“...
Messina”
Theatrical Documentary, length 139'15" min, DCP, color and black and white, D/I 2016.
“...
Messina” is both a contemplative cinematographic voyage in, and critique of, one of Europe’s most significant sites. The sea between Scylla and Charybdis has presented many challenges - in reality, dreams, myths and policy-making - from ancient times to the present.
One of the focal points of the film is the book "Horcynus Orca" by Stefano D’Arrigo: translated into a foreign language for the first time (Editor Fischer Verlag), forty years after its first edition in Italy. The German press, fascinated by this epic tale and the richness of its language, defined this book as the last masterpiece of the twentieth century. The translation by Moshe Kahn was awarded the Italian-German Translation Prize in 2015. Translated publications will follow in the USA and in France (Éditions Le nouvel Attila).
Another important focal point of the film is Messina’s contemporary policy-making sector. It is a large Sicilian city at the periphery of the European Union governed by centrist parties for decades. Pervaded by corruption, mafia infiltration, appropriation by family and party lines, and questionable procurement practices, the city government was placed under the administration of an external commissioner and, in 2013, a “minority major” was elected with great expectations: Renato Accorinti. For the past 40 years he worked with anarchical energy for human rights, the environment, non-violent society, participatory democracy, and respect of the common good, starting with the weakest in society, and worked against the Straight of Messina Bridge and the mafia. Supported by the movement “Cambiamo Messina dal basso” (“Let’s change Messina from the ground up”), his administration deals with land degradation and resentment of the local population surrounding growing social tension and the dramatic numbers of refugees arriving from Northern Africa.

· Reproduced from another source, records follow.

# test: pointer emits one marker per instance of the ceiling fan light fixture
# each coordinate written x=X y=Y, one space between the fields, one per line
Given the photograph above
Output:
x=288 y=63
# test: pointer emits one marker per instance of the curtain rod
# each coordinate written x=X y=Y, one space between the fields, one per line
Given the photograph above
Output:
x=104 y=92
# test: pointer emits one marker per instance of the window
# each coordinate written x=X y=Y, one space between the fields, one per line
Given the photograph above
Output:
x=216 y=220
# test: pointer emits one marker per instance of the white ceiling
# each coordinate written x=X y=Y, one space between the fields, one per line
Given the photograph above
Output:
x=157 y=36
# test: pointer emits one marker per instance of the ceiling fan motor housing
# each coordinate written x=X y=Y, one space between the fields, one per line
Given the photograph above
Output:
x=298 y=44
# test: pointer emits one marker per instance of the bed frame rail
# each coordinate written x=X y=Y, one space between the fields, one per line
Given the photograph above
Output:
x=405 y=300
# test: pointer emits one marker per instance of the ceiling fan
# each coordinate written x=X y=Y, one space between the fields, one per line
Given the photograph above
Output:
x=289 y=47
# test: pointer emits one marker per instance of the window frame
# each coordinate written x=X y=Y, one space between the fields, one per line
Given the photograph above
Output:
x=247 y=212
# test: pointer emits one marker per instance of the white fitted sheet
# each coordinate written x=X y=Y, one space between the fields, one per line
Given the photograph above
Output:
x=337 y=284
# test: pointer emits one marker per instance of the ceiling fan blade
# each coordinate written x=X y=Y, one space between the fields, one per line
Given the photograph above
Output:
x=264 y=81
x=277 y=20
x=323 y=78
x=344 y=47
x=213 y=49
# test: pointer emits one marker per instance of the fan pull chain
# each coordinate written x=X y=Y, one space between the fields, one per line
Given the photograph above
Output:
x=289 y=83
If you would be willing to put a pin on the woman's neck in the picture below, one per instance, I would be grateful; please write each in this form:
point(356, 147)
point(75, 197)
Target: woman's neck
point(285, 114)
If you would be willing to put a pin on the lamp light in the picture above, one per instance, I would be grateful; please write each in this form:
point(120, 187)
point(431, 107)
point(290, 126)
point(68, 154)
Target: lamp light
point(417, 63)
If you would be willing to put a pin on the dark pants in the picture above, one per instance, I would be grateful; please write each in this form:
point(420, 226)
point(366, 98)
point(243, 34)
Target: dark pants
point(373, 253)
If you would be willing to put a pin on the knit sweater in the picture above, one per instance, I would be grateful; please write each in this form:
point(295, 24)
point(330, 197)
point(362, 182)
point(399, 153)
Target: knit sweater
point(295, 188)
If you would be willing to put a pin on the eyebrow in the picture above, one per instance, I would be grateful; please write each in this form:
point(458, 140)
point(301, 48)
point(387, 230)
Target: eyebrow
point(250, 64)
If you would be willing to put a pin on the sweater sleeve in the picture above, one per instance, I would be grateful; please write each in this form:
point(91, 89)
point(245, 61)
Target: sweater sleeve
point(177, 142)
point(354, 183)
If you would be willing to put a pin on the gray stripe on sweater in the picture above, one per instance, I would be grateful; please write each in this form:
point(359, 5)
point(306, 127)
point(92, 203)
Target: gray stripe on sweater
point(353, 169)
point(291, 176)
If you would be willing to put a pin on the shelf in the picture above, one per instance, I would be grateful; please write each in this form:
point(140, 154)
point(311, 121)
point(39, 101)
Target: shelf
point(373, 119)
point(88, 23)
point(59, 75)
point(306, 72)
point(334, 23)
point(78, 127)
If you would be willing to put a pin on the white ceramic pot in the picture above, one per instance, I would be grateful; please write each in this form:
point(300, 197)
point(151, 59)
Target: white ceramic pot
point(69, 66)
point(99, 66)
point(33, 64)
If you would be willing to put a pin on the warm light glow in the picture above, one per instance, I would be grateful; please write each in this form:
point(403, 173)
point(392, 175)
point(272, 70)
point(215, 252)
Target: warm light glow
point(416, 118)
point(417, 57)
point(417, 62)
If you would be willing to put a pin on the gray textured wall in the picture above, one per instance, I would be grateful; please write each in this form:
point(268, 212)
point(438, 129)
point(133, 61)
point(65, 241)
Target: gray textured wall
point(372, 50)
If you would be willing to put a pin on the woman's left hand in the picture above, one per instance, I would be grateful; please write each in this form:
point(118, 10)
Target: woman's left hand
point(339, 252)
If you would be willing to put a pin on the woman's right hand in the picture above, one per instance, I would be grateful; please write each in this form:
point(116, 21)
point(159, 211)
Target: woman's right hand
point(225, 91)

And thus the focus expands to the European Continent and the Mediterranean Sea: Messina was one of the places that most contributed to the birth of the European Union. Sixty years after the “Messina Conference“ the opportunity appears to reflect critically on the conditions in the periphery and the obvious contradictions of such complex systems: the European Union appears paralyzed on all levels of administration by its own bureaucracy and convoluted regulations.
As director, Benjamin Geissler observed the current living conditions in Messina from divergent perspectives: with 60 shooting days and insert materials collected between 2013 and 2015, he draws an ambivalent picture of this urban landscape on human, historical and symbolic dimensions.
The quotations from the novel Horcynus Orca, conversations with the translator and impressions from Sicilian readers are interwoven with statements of the local administrators and voices of citizens from different social backgrounds. Thus the images of the seas between Scylla and Charybdis become a literary and political metaphor of the "trans-position": from one culture to another, from connections between history, politics, and territory, to the upheavals of the current social situation between traditions and the challenges of tomorrow.
“...
Messina” is a multilayered cinematic narrative, creating links between past and present, real and symbolic interpretations of reality, and opens up compeling questions about the future of the Mediterranean region.